Train, monitor, evaluate and deploy/serve your Tensorflow Machine Learning models rapidly in a unified way !

Here is a set of python3 scripts that demonstrate the use of Tensorflow2.x for model optimization and deployment on your data (1D, 2D, 3D...). The proposed tool-chain enables different experiments (model training/validating) to be launched in a unified way. All models are automatically exported periodically to enable model deployment (serving in production). All the resulting experiments logs can be compared. Model versioning is enabled. Hyperparameters management enables the Tensorboard HPARAMS interface.

This framework can be driven by higher level tools such as hyperopt to explore the hyperparameters space, etc. (see examples/hyperopt for demo(s))

@brief : the main script 'experiments_manager.py' enables training, validating and serving Tensorflow2.x models with python3

@author : Alexandre Benoit, LISTIC lab, FRANCE

A quick presentation of the system is available here, details are given below.

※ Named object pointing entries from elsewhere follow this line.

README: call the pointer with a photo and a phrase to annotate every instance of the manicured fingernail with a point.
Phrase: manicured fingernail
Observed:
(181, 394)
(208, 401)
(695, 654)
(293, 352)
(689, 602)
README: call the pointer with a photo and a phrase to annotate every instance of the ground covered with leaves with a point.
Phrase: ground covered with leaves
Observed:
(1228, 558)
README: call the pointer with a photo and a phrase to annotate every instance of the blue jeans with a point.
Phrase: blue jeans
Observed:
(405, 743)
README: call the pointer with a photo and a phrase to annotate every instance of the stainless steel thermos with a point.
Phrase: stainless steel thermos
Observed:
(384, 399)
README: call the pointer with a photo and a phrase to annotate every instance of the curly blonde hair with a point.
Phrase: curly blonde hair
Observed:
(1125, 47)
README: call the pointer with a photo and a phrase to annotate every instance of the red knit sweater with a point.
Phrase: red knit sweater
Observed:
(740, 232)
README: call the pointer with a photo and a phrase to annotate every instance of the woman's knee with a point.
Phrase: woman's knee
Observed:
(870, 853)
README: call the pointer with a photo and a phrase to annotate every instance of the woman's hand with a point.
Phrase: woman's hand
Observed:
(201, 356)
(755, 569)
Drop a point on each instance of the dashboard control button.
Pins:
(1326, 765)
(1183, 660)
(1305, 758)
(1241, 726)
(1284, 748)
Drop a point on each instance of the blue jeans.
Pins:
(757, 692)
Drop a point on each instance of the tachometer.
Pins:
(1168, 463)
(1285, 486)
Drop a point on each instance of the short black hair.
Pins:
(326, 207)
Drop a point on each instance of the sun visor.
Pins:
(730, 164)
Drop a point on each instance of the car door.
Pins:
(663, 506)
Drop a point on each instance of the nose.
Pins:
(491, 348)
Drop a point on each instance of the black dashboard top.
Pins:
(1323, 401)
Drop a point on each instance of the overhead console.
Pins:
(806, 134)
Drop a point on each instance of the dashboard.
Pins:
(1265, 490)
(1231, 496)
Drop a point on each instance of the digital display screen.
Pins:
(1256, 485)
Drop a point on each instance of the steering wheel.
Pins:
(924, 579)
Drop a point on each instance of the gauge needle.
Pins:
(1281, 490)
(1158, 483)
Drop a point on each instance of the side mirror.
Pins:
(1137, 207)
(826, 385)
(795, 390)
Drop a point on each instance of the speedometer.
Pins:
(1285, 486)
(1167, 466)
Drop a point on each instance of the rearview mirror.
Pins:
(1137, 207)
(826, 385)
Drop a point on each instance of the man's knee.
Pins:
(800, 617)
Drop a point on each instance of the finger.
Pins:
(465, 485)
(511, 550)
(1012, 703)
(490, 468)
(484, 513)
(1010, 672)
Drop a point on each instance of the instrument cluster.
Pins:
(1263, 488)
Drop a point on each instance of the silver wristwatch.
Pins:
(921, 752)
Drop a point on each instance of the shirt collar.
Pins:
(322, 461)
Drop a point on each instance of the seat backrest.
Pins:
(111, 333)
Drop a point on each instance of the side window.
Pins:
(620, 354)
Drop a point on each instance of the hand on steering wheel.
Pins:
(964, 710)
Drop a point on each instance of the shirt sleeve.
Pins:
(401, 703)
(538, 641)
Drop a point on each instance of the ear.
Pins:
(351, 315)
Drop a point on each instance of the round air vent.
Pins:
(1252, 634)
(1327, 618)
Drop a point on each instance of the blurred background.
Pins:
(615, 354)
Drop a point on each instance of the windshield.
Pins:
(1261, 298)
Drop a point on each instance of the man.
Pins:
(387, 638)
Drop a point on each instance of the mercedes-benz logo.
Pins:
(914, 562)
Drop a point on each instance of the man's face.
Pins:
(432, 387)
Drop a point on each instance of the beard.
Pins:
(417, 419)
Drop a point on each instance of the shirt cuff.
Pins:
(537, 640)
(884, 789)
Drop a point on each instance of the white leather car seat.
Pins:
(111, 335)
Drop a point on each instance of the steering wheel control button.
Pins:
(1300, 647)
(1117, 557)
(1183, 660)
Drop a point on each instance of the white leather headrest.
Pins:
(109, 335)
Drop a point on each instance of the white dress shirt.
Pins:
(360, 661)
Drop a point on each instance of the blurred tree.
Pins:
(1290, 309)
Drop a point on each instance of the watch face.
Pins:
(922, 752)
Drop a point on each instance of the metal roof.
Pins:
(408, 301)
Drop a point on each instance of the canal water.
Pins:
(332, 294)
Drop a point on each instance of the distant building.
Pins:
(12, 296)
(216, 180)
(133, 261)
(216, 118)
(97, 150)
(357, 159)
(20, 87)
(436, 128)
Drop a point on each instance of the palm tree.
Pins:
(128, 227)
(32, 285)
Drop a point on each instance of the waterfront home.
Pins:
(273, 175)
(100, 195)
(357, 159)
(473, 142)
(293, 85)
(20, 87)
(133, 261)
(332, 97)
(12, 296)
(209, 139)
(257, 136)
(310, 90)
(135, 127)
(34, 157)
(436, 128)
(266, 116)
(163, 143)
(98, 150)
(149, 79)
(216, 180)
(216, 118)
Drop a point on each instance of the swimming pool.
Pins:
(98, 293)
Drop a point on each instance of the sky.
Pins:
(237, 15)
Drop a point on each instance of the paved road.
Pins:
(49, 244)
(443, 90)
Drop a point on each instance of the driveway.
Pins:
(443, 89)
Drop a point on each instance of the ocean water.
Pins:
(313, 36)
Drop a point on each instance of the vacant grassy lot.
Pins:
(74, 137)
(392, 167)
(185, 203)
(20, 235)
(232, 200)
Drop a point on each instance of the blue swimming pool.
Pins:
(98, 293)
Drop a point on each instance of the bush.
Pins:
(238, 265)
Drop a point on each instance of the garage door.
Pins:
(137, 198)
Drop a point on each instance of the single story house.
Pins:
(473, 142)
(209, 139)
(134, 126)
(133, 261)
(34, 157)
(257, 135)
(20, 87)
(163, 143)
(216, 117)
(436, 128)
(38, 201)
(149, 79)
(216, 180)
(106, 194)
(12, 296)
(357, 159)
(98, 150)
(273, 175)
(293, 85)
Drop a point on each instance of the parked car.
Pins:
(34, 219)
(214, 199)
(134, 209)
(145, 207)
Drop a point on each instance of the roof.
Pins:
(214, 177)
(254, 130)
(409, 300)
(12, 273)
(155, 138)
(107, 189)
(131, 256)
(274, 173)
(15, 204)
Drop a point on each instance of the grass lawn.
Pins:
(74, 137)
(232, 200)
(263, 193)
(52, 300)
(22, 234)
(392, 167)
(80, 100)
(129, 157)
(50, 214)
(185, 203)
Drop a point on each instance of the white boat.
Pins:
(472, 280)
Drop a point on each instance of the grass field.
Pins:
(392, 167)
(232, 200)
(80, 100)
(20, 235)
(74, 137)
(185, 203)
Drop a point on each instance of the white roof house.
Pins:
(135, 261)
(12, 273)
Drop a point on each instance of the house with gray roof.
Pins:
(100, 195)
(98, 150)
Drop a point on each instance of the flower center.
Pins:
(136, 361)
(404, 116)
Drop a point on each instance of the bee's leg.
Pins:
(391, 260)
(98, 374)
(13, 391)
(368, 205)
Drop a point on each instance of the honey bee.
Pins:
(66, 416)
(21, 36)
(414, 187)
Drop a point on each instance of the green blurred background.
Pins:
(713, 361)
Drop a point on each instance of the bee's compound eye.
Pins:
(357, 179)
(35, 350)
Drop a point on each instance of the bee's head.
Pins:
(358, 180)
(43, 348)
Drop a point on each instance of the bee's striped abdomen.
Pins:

This work has been facilitated by intensive experiments conducted on the JeanZay French supercomputer (Grant 2020-AD011011418) (http://www.idris.fr/jean-zay/)

Main ideas put together:

Training a model defined with tf.keras to manage training, validation and export in a easy and systematic way (no more forget your favorite methodology, callbacks from one experiment to the other).
Using moving averages to store parameters with values smoothed along the last training steps to get more stable and more accurate served models.
Automatic storage of all the model outputs on the validation dataset in order to observe some data projections on the TensorBoard for embedding understanding.
Early stopping to interrupt training if the considered metric (validation loss by default) exist and does not decrease over a long period.
Make use of the tensorflow-serving-api to serve the model and dynamically load updated models, even while training is still running.
A generic tensorflow-serving client codes to reuse the trained model on single sample or streamed data.
Each experiment is stored in a specific folder for model versioning and comparison.
Restart training after failure made easy.
Reproducible experiments with random_seeds
Activate various optimization options such as XLA, mixed precision and multi GPU processing
Federated Learning (FedML), relying on the Flower library, few changes to switch from you classical training model to the federated version
Have a look at the examples folder to start from typical ML problem examples.

Approach:

A single script, experiments_manager.py, that manages all the train/val/export/serve process is provided to let you no more care about it.
You write the experiment settings file that focuses on the experiment but avoid the machinery. You then define the expected variables and functions (datasets, learning rates, loss, etc.). This is enough work but only focused on the experiment.
You write your model in a separate file following a basic function prototype. This will allow you to switch between models but still relying on the same experiment settings.
You run the experiment and regularly look at the Tensorboard to monitor indicators, weight distributions, model output embedding, etc.
You finally run the model relying on the Tensorflow serving API.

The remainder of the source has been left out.